Jongeren

De continuïteit van de jeugdzorg wordt in sommige gemeenten bedreigd. De productiecijfers van aanbieders van jeugdzorg zijn veel hoger dan het budget dat het rijk berekend heeft. Daarnaast komen gemeenten 15 miljoen euro tekort, op jaarbasis, omdat ze op grond van het woonplaatsbeginsel ook zware en dure vormen van jeugdhulp moeten betalen aan kinderen van buiten de eigen regio. Dit meldt Skipr. 

Dit schrijft de Vereniging Nederlandse Gemeenten (VNG) in een open brief. Zij trekken aan de bel; nu de gemeenten druk bezig zijn om de financiële gevolgen van de overheveling van jeugdzorg met de regionale aanbieders te bespreken blijkt dat de aanbieders van jeugdzorg aanzienlijk meer vragen dan de gemeenten aan budget beschikbaar hebben. 
 
Een groot probleem voor de gemeenten zijn daarbij de instellingen die in hun regio staan die kinderen uit het hele land opvangen. Gemeenten zijn op grond van het zogeheten woonplaatsbeginsel verantwoordelijk voor jeugdhulp wanneer een jongeren in hun regio woont, ook wanneer ze opgenomen zijn in een residentiële instelling in de gemeente. Gemeenten waar dus veel zware en dure vormen van jeugdhulp aangeboden worden, zoals in de regio Zuidoost Utrecht, zijn verantwoordelijk voor jeugdigen van buiten de eigen regio.
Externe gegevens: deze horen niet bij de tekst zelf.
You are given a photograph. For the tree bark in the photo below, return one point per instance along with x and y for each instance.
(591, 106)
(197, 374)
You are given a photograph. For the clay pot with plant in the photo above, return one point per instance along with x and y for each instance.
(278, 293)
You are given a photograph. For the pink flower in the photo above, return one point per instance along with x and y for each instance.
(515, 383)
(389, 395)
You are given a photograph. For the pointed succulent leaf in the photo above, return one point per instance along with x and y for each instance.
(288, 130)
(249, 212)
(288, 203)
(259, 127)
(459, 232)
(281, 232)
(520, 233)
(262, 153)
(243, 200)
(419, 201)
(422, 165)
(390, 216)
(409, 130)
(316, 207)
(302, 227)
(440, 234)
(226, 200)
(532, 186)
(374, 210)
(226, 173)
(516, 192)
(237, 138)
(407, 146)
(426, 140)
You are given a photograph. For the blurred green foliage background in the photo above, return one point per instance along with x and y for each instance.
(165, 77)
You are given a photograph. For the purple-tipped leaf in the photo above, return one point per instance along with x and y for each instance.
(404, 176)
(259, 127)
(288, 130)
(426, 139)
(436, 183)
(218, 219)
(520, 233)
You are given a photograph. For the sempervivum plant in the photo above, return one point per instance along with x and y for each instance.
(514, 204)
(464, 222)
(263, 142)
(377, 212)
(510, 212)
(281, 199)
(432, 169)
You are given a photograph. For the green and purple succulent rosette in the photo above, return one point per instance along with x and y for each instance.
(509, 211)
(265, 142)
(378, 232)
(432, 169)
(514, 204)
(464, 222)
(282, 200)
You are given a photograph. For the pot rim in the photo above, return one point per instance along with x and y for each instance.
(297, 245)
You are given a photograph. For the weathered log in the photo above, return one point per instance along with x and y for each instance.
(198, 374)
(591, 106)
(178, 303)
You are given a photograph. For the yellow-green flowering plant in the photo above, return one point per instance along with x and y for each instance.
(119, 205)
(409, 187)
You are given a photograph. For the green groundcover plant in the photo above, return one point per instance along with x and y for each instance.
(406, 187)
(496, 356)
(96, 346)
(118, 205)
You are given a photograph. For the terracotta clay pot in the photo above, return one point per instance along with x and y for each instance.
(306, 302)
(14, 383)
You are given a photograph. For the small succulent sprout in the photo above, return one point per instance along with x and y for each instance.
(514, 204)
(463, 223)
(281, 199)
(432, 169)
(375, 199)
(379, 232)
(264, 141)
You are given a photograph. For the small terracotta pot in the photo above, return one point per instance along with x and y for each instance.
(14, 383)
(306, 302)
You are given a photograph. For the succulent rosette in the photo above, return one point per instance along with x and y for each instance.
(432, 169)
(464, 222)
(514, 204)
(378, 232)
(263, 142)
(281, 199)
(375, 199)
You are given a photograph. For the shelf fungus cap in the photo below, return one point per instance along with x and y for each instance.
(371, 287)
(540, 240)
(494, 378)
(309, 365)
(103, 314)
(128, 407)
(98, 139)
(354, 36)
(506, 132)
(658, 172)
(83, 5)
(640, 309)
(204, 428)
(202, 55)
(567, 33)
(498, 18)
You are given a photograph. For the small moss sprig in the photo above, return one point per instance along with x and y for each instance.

Hierdoor komen ze, zo schrijft de VNG in de brief, op jaarbasis in ieder geval 15 miljoen euro te kort. 
 
Daarnaast is de informatievoorziening naar de gemeenten toe niet op orde, zo stelt de brief. “Problematisch is dat gemeenten geen bron hebben om de opgaven van de zorgaanbieders te verifiëren,” aldus de VNG. “Het rijk kan die productiecijfers van aanbieders per gemeente immers niet leveren vanuit de verschillende landelijke bronnen.”
 
Het VWS heeft eerder al te kennen gegeven een bedrag van 60 miljoen euro beschikbaar te stellen voor jeugdzorg. De VNG betwijfelt of dit genoeg is en schrijft in de brief dat ze ook de 90 miljoen euro die uit het provinciefonds vrijkomt in 2015 wil kunnen gebruiken.